Get your hand out of my pockets, JAAA!

Athletics track
An athletics track in a stadium (Photo credit: Nikolay Mitev)

This past week the Jamaica Athletics Administrative Association (JAAA) floated the thought of triggering a constitution-backed five per cent tax on elite professional athletes to aid its welfare and development programme. The idea was raised at a recent sit-down session between the JAAA leadership, and another local newspaper attended by President Gareth Gayle, Treasurer Ludlow Watts, Coach Maurice Wilson and noted athletics manager and agent Cubie Seegobin. While agreeing that such a move is expected to be an unpopular one among the island’s top track and field stars, noted athletics manager and agent Cubie Seegobin and highly regarded coach Maurice Wilson both believe that consideration should be given to the implementation of a cess programme.

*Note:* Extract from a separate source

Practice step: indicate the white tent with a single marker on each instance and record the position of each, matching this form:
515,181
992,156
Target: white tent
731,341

It is instructive that the second vice-president at the JAAA and respected attorney-at-law, Lincoln Eatmon, believes that it is the right time to explore the idea while examining the potential benefits, challenges, and framework. In an interview with the media, Eatmon opined that “This has been a hot topic over the years because in fact there is provision for a cess that has just never been enforced. The decision was taken by the JAAA over the years not to enforce this cess because a lot of the athletes were not earning a lot. It’s a different situation now as some athletes do earn a lot but most of them really don’t and they just manage to get by. So, it’s something we would have to review to see whether it makes sense to enforce the provision for the cess, but the rules do provide process.”

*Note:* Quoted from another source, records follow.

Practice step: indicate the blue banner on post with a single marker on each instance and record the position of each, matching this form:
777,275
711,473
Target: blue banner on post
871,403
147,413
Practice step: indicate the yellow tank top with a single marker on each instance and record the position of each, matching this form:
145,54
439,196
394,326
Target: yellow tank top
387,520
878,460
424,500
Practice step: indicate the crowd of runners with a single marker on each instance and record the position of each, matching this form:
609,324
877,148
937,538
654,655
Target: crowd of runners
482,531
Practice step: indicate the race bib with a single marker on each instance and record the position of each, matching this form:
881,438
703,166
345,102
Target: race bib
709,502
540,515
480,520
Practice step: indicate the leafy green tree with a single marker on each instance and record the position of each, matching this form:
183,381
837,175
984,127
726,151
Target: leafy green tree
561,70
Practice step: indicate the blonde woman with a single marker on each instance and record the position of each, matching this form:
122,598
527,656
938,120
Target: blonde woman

Coach Wilson expressed the belief that “Such a levy is not only necessary but could prove beneficial under the right structure as the athletes ought to appreciate the role of the JAAA in the development of athletes.” Wilson opined, further, that it is important that the island’s top competitors understand their role in giving back directly to the sport and that they should pay something to that organization that would have contributed to their development. Wilson went on to point out the benefits the athletes reap from the JAAA which allows them to move through the various levels from junior to senior athletes culminating with their attendance at the World Championships and the Olympic Games and that point at which they become celebrities and start to make money. According to him, someone invested in them, and that investment would have come from the island’s taxpayers.

The opinions expressed by these learned gentlemen of the JAAA were, in my opinion, quite telling. It sounded a bit like a plan to implement a “hold-dung, teck wheh” scheme. In fact, it also appeared to carry a tinge of jealousy, for those athletes who the JAAA executives deemed to be more successful. For these athletes, there is the huge cost of maintaining their levels of success. For these athletes, their athleticism is their business, and that business has a huge cost. Furthermore, these athletes are all taxpayers regardless of the jurisdictions that they currently reside in and would have to be contributing to the tax roll from the earnings they generate.

The idea of this ‘hold-dung teck wheh’ scheme flies in the face of the fact that Jamaica occupies a pre-eminent position as one of the most influential countries in the world of track and field athletics. The question that this discussion begs is that of the efforts made by the JAAA, certainly over the last 20 years to capitalize on its accrued power in the sport. Why not use the organization’s great clout to promote at least one international “Diamond League” style meet, bringing in some of the biggest names in athletics to the island? With proper planning, such a meet would provide significant income both from gate receipts, sponsorship, and television coverage among others that will provide funding for the kind of welfare projects mooted by the JAAA executives.

It seems all too easy that the JAAA executives are only able to look at how to spend monies earned by others as opposed to putting in the work necessary to justify their own existence. At least, Mr Seegobin, who has represented some of the island’s top athletes and who works closely with adidas-affiliated clubs Racers and Sprintec, is correct in his view that he does not expect any attempt by the JAAA to impose a levy to be met with support from the athletes who would be affected. I doubt too, Mr Seegobin, that members of the public will support such an idea.